La Guardia Civil lleva a cabo una investigación sobre un hombre de 43 años como el presunto responsable de un incendio forestal imprudente ocurrido el 18 de julio en el municipio de Ibi, Alicante. El incendio fue extinguido el pasado jueves tras arrasar 185 hectáreas, incluyendo áreas de los parques naturales de la Font Roja y Sant Pasqual-Torretes. El origen del fuego fue una finca privada donde el acusado depositó cenizas que contactaron con vegetación seca.
El incendio comenzó alrededor de las 13:00 horas en el paraje de San Pasqual, una zona de denso arbolado cercana a espacios naturales protegidos. Debido a la rápida propagación de las llamas, se activaron recursos terrestres y aéreos de extinción y se evacuaron preventivamente varias viviendas.
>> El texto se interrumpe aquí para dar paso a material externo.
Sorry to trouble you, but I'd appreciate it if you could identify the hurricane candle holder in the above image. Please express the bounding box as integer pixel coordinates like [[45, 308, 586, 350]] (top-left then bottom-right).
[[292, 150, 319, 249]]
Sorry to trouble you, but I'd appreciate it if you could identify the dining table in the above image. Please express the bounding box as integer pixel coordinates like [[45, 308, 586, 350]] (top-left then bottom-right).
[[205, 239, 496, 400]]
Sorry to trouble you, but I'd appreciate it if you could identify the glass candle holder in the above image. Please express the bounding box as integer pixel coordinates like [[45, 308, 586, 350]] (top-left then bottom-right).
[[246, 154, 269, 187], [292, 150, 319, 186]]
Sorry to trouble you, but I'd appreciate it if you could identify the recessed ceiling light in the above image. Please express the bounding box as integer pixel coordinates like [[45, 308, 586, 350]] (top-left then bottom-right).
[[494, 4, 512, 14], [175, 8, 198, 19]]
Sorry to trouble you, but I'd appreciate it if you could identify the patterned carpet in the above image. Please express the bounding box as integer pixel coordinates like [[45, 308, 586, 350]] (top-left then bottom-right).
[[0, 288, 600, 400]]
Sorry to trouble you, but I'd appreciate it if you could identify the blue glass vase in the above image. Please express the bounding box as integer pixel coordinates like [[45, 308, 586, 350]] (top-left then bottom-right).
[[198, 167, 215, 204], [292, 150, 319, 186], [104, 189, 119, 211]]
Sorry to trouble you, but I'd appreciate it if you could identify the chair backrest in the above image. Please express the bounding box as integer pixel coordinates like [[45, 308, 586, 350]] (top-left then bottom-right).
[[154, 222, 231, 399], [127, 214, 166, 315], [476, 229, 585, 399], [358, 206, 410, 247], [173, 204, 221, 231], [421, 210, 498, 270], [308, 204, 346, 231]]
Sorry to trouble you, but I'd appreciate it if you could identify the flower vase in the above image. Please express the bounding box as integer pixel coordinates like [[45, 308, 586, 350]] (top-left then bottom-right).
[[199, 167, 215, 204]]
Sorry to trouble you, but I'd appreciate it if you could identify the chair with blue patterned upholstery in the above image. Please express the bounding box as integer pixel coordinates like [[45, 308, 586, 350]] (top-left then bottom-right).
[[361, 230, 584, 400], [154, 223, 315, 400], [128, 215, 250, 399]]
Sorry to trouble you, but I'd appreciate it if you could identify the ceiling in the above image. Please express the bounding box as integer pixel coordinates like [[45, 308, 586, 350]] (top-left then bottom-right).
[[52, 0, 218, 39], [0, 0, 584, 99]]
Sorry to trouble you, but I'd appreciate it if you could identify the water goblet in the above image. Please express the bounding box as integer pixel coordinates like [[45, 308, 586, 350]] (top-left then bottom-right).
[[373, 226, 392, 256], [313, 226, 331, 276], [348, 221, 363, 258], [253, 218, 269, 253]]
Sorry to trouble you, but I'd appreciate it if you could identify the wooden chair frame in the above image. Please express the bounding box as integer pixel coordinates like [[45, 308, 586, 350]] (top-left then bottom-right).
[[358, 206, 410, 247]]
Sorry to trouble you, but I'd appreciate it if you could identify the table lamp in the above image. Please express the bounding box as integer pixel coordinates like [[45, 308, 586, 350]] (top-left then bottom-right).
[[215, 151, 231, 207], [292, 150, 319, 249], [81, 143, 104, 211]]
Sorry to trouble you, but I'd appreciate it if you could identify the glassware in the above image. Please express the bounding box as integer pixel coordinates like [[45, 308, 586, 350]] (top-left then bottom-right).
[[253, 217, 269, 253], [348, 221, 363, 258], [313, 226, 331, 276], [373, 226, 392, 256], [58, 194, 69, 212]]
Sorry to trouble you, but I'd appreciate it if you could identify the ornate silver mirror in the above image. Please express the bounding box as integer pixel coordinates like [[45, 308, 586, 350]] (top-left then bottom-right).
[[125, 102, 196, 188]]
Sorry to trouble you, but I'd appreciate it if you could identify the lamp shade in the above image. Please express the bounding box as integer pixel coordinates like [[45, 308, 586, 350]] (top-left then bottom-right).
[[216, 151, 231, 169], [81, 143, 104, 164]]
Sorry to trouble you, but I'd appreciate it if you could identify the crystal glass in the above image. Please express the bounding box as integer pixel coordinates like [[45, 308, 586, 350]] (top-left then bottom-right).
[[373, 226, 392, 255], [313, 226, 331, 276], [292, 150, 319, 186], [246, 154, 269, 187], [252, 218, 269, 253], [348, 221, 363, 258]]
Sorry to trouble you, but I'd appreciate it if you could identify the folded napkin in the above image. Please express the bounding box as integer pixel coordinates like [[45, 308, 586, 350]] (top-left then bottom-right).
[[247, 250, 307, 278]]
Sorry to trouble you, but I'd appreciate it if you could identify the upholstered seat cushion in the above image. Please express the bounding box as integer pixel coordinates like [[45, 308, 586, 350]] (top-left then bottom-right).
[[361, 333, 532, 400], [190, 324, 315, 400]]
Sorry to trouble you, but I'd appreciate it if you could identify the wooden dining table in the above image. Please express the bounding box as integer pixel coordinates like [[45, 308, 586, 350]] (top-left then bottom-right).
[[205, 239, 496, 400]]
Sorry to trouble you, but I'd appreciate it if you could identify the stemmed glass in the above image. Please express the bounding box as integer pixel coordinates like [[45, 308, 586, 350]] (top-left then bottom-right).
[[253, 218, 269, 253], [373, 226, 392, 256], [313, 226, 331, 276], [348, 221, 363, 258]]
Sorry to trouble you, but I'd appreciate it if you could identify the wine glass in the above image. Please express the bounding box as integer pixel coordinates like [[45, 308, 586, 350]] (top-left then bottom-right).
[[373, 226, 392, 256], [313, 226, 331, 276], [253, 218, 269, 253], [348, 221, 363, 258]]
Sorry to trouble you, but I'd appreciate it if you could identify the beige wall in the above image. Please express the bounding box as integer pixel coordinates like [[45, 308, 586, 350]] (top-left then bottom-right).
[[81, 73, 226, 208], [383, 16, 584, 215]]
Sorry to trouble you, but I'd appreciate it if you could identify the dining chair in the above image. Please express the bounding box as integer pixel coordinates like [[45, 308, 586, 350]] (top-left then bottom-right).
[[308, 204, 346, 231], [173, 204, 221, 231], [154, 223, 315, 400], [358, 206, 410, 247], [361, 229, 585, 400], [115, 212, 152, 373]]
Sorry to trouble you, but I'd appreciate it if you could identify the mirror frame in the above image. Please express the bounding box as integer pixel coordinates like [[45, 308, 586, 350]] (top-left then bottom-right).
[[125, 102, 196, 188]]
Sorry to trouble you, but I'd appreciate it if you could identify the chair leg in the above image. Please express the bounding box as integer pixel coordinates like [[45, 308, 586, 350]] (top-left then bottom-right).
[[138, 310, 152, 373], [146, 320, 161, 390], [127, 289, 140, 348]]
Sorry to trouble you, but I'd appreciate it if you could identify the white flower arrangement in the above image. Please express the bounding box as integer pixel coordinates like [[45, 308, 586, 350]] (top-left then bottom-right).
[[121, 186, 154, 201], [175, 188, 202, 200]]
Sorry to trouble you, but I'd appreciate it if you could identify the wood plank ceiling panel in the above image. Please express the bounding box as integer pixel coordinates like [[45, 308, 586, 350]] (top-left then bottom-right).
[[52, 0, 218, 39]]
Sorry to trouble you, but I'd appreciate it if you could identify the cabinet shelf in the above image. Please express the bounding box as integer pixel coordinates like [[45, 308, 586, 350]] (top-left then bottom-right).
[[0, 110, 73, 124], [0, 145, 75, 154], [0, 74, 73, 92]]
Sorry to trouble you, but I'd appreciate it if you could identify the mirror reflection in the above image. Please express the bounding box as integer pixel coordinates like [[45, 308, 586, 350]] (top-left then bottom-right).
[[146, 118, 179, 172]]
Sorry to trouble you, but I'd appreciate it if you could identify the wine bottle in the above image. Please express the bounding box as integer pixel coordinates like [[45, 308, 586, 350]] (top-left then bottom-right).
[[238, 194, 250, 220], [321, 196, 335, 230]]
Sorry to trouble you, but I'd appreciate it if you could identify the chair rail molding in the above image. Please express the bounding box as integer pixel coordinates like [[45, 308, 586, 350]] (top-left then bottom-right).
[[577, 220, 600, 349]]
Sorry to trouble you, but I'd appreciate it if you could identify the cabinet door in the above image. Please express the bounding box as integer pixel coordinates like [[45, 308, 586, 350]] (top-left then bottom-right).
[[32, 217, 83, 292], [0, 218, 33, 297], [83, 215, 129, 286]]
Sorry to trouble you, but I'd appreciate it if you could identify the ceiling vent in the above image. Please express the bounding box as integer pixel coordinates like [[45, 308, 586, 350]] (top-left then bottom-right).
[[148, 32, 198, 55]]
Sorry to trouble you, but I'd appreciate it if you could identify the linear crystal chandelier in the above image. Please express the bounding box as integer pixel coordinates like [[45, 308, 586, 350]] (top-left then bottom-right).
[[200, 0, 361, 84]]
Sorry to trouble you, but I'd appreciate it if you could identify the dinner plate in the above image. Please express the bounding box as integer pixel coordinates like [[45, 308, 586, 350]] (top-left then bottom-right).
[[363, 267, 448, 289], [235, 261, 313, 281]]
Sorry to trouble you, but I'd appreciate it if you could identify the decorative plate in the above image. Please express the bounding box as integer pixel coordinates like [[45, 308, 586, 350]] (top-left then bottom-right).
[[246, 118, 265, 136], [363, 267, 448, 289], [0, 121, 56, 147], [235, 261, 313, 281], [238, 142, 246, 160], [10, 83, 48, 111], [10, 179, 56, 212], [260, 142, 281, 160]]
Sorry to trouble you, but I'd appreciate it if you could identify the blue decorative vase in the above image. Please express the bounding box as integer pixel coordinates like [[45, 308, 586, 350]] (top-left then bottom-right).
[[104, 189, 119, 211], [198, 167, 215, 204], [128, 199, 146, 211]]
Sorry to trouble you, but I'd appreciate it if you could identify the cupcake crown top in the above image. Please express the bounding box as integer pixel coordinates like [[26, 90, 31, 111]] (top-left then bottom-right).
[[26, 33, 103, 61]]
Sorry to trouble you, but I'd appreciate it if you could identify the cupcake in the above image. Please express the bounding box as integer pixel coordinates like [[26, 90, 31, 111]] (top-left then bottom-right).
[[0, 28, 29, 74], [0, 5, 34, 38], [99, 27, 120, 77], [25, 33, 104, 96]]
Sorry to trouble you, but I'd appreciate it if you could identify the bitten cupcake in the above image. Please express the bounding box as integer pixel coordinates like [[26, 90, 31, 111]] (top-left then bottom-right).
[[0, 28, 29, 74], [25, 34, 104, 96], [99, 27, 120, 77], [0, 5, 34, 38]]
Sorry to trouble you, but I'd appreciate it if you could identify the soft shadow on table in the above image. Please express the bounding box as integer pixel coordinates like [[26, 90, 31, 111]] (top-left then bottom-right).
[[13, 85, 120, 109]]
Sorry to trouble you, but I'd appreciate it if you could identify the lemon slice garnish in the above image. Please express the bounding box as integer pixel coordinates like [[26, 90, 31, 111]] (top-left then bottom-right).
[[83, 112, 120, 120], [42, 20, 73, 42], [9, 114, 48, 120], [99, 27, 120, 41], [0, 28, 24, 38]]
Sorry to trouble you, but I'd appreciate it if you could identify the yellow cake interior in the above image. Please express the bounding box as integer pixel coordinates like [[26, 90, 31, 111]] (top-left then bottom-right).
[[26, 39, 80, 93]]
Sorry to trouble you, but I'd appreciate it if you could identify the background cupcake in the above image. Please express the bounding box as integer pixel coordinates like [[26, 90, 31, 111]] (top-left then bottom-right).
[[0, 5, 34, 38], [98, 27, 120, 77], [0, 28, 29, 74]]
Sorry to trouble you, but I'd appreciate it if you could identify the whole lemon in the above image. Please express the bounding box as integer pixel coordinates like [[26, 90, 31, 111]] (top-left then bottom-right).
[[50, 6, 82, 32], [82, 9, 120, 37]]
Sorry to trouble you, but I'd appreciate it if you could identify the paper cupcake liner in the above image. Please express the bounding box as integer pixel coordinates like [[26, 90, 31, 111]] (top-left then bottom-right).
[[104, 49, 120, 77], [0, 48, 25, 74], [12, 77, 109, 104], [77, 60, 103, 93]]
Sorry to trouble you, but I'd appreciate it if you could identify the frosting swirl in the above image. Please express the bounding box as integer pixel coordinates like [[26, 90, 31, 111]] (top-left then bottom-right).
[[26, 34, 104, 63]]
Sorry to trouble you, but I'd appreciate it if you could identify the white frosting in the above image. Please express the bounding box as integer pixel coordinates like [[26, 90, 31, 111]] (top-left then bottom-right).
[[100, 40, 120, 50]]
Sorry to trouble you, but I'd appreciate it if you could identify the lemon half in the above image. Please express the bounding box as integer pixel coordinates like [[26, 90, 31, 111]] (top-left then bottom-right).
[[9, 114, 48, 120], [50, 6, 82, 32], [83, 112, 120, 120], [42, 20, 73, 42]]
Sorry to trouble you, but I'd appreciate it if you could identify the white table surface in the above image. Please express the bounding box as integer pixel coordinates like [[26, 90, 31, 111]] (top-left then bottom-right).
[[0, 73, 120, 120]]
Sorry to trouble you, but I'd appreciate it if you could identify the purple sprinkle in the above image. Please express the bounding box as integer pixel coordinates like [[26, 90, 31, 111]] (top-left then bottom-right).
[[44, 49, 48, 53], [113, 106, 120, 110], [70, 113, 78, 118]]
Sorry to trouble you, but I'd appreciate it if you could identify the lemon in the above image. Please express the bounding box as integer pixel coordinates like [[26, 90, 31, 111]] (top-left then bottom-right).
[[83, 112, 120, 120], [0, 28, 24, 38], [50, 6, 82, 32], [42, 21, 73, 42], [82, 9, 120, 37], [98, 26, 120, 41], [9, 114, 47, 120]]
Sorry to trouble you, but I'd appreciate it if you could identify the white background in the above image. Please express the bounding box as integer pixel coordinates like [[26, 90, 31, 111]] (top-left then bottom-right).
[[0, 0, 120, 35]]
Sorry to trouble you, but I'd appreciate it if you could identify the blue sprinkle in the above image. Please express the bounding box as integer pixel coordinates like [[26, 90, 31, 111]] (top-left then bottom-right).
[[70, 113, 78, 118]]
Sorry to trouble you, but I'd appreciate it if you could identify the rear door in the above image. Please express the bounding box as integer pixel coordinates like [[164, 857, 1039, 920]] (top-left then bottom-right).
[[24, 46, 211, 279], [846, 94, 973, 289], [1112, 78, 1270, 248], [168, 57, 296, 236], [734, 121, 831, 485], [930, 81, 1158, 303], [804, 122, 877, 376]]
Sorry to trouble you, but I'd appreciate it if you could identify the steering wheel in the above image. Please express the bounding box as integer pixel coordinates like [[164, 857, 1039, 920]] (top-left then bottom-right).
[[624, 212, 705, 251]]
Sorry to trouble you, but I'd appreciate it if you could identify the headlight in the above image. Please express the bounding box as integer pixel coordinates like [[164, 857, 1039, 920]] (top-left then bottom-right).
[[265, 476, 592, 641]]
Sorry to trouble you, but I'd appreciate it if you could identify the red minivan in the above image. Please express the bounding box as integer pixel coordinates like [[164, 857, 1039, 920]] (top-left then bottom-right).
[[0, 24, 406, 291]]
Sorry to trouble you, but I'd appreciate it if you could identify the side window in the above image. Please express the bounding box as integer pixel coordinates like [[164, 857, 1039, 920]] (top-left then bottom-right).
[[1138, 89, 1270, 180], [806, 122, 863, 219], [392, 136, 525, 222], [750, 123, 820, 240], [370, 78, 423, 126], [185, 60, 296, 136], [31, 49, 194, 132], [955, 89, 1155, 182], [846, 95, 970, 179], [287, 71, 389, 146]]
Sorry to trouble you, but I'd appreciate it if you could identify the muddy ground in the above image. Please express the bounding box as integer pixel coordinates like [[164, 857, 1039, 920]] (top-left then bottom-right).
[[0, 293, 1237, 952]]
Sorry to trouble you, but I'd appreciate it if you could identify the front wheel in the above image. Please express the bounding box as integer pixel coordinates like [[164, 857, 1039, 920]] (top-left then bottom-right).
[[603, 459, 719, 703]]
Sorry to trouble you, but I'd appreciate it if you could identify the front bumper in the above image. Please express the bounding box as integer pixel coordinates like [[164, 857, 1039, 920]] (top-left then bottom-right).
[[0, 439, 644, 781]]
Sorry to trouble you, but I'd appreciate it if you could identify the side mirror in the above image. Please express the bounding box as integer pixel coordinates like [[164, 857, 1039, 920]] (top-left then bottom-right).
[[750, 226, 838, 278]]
En ese momento, el Centro de Coordinación de Emergencias había establecido el nivel tres de riesgo extremo de incendios para la Comunitat Valenciana.
Especialistas del Seprona de la Guardia Civil de Alicante, en colaboración con agentes medioambientales de la Generalitat, lideraron la investigación desde un principio para determinar el origen del incendio. Tras las primeras inspecciones, se localizó el foco en una finca rural, donde se encontraron residuos vegetales y cenizas mal apagadas sin barreras de protección contra incendios, lo que evidenció una falta de medidas preventivas adecuadas pese a la proximidad de masa forestal.
En la mañana del 19 de julio, una segunda inspección permitió concluir que el incendio fue provocado por el vertido negligente de cenizas aún calientes, depositadas días antes y que se incendiaron al contactar con material vegetal seco.
Como resultado, la Guardia Civil investiga al hombre como el presunto responsable de un delito de incendio forestal por imprudencia, al supuestamente haber vertido los restos de cenizas de manera negligente. La legislación vigente en el artículo 352 del Código Penal establece penas de prisión y elevadas multas para quienes, por imprudencia grave, causen incendios forestales que afecten a espacios protegidos o pongan en peligro vidas humanas o bienes.